Peter ve Annie dağcılık konusunda uzman iki kardeştir. Babalarını bir kaza sonucu kaybetmelerinden sonra Annie babasına daha yakın olacağını düşündüğü için dağcılığa devam edeken, Peter fotoğrafcılığa başlamıştır. Yıllar sonra iki kardeş K2 dağının ana kampında karşılaşırlar. Annie dağa tırmanmak isteyen ünlü zenginlerden John Vaughn'un ekibindedir. Ekip tırmanışa geçtikten kısa bir süre sonra hava bozmaya başlar. Fakat Vaugh geri dönme çağrılarına uymaz ve teklif ettiği para ile dağcıları ikna eder. Ancak beklenen olur ve dağcılar dağda mahsur kalır. Uzun süredir tırmanış yapmayan Peter ekibini toplar ve başta kardeşi olmak üzere herkesi kurtarmak zorundadır ama bu kolay bir iş olmayacaktır.
Dünyanın en tehlikeli dağı olarak bilinen K2 dağı zirvesine çıkmak için yola koyulan 11 kişinin ölümü üzerine yapılan bir belgesel-film. 2008 yılında meydana gelen bu olay dağcılık tarihine damgasını vuran en ölümcül günler arasında kabul edilir.
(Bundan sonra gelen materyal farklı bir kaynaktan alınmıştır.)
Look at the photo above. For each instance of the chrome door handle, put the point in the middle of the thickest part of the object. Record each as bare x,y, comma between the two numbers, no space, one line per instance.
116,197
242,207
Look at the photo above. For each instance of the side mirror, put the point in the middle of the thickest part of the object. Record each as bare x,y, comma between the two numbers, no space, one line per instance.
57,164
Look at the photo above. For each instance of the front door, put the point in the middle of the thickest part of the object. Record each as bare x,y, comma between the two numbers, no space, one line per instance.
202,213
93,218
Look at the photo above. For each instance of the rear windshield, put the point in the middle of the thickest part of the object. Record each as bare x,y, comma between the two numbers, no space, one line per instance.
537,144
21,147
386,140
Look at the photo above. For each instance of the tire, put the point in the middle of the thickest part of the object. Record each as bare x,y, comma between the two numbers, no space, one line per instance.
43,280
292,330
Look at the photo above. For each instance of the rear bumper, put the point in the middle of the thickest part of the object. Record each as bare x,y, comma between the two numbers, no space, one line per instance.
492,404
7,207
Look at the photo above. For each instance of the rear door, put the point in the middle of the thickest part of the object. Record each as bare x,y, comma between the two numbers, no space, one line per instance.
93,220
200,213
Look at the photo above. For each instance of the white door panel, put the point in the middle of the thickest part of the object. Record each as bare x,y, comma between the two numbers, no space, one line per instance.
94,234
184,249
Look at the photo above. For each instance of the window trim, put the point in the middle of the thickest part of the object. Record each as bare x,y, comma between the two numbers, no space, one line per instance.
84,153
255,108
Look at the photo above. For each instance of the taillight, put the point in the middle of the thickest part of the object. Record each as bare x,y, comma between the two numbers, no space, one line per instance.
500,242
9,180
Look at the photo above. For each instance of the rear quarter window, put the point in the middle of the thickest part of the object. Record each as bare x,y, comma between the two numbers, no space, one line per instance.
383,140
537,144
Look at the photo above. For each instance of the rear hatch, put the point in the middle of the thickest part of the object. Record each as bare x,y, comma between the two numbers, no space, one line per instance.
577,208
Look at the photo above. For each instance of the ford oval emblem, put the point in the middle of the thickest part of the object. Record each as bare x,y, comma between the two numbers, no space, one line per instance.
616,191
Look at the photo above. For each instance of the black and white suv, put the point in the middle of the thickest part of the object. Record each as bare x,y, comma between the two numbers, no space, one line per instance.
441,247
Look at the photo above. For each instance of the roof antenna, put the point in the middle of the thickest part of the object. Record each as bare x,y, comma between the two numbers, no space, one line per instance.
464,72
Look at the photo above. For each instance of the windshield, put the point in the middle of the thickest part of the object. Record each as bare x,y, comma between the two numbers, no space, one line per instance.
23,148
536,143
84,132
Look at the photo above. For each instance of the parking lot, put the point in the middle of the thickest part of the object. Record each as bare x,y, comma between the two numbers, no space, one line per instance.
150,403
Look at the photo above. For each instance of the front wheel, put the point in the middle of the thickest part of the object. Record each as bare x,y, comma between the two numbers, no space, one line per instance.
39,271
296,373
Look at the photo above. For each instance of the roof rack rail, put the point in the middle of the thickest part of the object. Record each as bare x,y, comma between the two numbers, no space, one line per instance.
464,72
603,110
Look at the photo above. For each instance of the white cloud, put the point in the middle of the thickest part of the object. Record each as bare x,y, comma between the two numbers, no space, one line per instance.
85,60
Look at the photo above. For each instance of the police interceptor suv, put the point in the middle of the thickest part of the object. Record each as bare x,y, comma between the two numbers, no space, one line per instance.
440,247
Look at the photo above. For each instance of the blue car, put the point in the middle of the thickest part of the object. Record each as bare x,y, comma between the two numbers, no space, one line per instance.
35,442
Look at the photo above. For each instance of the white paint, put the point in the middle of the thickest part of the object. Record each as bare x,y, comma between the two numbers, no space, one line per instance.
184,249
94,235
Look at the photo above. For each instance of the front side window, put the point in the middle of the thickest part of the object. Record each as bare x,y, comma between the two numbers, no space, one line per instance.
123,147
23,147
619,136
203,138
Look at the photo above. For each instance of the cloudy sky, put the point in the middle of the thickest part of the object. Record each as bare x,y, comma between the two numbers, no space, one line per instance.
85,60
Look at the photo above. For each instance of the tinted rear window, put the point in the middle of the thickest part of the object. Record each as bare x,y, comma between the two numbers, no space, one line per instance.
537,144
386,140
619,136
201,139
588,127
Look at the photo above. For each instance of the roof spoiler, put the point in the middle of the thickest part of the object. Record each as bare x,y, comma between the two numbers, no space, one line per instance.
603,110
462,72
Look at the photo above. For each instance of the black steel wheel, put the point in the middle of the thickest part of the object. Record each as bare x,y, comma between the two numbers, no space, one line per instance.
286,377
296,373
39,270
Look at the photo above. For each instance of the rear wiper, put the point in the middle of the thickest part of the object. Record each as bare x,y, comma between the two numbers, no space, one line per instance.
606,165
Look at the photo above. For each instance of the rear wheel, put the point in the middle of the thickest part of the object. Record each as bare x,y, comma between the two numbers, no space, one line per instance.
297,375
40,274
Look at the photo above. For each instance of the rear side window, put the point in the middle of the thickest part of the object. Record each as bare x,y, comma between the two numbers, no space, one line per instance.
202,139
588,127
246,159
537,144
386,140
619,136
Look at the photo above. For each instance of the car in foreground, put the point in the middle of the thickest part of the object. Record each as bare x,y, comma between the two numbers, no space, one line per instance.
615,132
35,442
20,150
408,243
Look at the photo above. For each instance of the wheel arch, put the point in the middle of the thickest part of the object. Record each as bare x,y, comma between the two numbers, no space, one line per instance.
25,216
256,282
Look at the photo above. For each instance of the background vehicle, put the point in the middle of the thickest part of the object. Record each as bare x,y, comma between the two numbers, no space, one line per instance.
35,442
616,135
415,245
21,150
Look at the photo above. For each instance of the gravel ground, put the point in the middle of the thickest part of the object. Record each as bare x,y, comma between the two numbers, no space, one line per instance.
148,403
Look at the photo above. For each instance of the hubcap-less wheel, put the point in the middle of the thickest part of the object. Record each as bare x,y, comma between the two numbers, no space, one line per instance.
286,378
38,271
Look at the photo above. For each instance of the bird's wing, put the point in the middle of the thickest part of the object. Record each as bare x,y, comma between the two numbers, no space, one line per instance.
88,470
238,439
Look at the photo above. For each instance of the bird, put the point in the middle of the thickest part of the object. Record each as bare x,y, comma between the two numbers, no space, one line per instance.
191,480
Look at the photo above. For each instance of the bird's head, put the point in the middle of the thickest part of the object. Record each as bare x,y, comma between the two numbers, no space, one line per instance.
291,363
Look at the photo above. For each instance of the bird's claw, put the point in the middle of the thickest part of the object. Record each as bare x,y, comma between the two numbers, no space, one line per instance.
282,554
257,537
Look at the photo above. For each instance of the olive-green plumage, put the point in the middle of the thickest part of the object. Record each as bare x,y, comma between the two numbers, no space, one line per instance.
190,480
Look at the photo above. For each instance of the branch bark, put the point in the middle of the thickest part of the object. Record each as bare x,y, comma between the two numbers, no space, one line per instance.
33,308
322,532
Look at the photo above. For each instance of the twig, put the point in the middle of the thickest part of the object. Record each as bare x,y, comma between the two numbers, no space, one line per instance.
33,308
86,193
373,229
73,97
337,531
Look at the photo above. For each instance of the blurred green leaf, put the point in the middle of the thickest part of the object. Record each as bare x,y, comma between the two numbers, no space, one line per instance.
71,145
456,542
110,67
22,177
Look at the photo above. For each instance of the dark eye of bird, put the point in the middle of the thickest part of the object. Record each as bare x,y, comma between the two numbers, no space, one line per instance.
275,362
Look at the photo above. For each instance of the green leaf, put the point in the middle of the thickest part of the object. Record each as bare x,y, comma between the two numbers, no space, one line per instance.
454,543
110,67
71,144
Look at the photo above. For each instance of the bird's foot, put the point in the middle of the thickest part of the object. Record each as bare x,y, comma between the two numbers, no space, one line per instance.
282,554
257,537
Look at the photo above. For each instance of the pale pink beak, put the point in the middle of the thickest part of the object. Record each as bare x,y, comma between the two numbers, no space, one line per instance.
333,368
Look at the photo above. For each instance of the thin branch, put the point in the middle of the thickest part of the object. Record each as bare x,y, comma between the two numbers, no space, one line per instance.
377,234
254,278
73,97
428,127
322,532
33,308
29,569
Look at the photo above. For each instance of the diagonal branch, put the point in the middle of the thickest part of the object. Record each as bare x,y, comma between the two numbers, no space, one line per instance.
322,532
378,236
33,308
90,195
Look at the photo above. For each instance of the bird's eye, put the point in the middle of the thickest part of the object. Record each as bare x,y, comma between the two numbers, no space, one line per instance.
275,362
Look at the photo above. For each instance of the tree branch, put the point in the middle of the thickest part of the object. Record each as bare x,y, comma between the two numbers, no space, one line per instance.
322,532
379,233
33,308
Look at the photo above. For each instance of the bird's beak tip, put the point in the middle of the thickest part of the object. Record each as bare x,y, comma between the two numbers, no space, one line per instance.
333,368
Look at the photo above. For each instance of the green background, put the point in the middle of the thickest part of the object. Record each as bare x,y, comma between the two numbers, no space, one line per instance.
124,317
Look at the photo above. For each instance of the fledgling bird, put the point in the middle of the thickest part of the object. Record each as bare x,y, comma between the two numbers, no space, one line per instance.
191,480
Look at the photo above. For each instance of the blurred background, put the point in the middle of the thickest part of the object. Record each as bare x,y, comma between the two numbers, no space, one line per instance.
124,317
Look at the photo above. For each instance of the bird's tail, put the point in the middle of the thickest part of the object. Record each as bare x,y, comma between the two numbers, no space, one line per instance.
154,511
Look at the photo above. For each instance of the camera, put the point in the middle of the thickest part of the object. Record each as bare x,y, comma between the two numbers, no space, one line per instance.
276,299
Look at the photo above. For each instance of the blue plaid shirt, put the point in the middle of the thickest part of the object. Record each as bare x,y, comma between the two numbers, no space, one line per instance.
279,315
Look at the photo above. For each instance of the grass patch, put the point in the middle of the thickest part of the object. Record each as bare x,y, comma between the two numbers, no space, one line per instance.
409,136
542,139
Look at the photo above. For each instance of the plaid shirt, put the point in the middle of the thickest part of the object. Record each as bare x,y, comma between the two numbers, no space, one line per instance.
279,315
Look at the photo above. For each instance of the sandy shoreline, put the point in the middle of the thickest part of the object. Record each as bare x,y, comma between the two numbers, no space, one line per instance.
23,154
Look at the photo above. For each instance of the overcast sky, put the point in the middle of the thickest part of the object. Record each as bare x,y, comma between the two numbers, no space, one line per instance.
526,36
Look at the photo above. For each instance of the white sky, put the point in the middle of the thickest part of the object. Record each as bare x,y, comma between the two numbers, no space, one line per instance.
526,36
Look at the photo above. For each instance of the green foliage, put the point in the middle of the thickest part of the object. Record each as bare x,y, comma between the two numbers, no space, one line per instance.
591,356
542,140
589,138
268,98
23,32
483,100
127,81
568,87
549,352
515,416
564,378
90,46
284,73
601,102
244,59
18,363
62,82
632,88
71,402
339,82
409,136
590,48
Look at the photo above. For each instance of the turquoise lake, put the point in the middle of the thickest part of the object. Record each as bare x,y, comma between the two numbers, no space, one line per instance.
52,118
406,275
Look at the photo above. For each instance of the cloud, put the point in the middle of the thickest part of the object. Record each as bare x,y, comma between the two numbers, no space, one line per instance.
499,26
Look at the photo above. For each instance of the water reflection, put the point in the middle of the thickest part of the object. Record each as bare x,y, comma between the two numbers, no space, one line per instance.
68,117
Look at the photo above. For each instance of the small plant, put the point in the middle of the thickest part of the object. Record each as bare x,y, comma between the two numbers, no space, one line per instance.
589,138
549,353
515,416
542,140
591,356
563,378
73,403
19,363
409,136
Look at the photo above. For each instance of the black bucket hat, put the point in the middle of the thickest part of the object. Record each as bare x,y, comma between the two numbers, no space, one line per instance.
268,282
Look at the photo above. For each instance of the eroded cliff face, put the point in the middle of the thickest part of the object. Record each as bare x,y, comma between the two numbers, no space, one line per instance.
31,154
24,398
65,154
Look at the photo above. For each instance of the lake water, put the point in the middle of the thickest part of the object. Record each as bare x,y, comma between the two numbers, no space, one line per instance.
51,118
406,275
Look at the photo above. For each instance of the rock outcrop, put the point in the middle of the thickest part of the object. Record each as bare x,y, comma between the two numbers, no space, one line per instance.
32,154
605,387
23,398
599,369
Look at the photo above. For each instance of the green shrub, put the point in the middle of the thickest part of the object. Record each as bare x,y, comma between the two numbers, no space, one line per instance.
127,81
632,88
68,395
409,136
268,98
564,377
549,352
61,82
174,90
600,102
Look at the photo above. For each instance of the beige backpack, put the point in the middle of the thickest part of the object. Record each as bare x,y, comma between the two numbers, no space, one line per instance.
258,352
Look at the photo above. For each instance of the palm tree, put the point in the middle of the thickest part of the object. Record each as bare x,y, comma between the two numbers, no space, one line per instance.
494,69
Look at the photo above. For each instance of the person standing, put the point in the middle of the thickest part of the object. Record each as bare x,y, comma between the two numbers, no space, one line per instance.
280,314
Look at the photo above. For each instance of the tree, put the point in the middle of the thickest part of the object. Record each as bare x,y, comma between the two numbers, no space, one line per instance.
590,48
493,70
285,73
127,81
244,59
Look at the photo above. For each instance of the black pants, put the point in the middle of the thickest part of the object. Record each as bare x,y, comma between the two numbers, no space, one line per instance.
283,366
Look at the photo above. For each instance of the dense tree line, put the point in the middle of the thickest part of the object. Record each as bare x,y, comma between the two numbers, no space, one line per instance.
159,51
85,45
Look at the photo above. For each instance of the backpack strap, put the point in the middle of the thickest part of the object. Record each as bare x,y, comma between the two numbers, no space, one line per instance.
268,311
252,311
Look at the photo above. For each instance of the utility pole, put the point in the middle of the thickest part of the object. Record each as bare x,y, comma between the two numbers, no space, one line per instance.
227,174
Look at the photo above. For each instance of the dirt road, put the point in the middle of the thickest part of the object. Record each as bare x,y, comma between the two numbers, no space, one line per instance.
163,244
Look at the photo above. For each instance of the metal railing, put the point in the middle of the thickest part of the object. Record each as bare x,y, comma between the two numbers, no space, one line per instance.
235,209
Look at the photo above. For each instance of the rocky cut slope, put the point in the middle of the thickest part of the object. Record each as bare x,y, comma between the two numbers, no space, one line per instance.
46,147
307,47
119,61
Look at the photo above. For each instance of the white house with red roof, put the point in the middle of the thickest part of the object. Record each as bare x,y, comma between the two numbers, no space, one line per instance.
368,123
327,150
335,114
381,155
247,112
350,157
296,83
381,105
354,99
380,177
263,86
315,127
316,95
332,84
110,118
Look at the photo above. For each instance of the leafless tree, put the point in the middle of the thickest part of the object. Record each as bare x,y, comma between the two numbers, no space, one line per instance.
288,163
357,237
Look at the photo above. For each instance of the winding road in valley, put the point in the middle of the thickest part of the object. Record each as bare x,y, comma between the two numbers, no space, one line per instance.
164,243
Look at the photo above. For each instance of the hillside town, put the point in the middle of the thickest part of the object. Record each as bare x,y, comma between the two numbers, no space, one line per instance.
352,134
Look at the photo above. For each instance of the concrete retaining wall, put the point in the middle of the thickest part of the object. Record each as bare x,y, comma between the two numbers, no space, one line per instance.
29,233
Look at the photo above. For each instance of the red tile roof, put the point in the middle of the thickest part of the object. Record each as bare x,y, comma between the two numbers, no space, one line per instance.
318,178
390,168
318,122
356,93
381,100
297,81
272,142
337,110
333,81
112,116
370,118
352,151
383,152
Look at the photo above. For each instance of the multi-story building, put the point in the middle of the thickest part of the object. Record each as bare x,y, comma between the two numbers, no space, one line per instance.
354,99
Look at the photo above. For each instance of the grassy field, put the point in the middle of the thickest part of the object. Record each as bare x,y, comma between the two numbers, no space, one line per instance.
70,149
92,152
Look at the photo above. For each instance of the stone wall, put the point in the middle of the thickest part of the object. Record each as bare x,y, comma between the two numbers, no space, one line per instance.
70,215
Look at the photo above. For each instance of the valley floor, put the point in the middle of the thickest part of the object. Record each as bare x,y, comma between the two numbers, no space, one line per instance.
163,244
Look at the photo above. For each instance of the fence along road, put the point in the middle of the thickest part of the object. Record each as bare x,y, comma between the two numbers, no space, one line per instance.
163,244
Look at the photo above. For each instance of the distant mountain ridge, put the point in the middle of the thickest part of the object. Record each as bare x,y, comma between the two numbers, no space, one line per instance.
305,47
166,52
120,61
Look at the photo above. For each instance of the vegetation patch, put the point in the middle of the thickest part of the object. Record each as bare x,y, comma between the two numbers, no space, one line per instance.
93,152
Henri Troyat'ın romanından uyarlanan film, Paris seferi sırasında dağlara çakılan bir uçağın yolcularını arayanların arasına katılan 'dağlara küsmüş' bir adamın yaşadıklarını anlatıyor. Dağcı filminde Stallone’yi ağırlayan İtalyan Alpleri, bu filmde de tercih edilen çekim yeridir. "Fedakar Dağcı", 40 yıl öncesinin dağ filmi nasıl oluyormuş diye merak edenlere... Üstelik oyuncuları da yabana atılır gibi değil.
Jonathan bir üniversitede profesörlük yapmaktadır. Ancak bu iş devletin suikastçısı olarak çalışan Jotnathan için gizli bir kimlik niteliğine sahip formalite icabı bir görevden başka bir şey değildir. Aynı zamanda dağcı olan Jonathan'ın yakın bir arkadaşı öldürülünce emeklilik yaşantısını bir kenara bırakarak arkadaşını öldüren ajanın peşine düşmek zorunda kalır. Bu av Jonathan'ı, içlerinden biri aradığı adam olan ancak kimliğini henüz bilinmeyen bir grup dağcıyla birlikte İsviçre Alpleri'ne nefes kesici bir maceraya sürükler.
Messner kardeşlerin hikayesi... 1970 yılında iki kardeş, Reinhold ve Günther Messner, sonu ölümle bitecek olan bir tırmanışa başlarlar. Tırmanış sırasında küçük kardeş Günther çığ altında kalarak yaşamını kaybeder ama ölümü ardındaki sorular bugün bile devam etmektedir. Reinhold Messner'in başarı dolu hayat hikayesine ortak olun. Dünya'da tırmanması en tehlikeli dağlardan biri olarak kabul edilen Nanga Parbat Dağı 8.126 metre ile dünyanın en yüksek 9. dağıdır.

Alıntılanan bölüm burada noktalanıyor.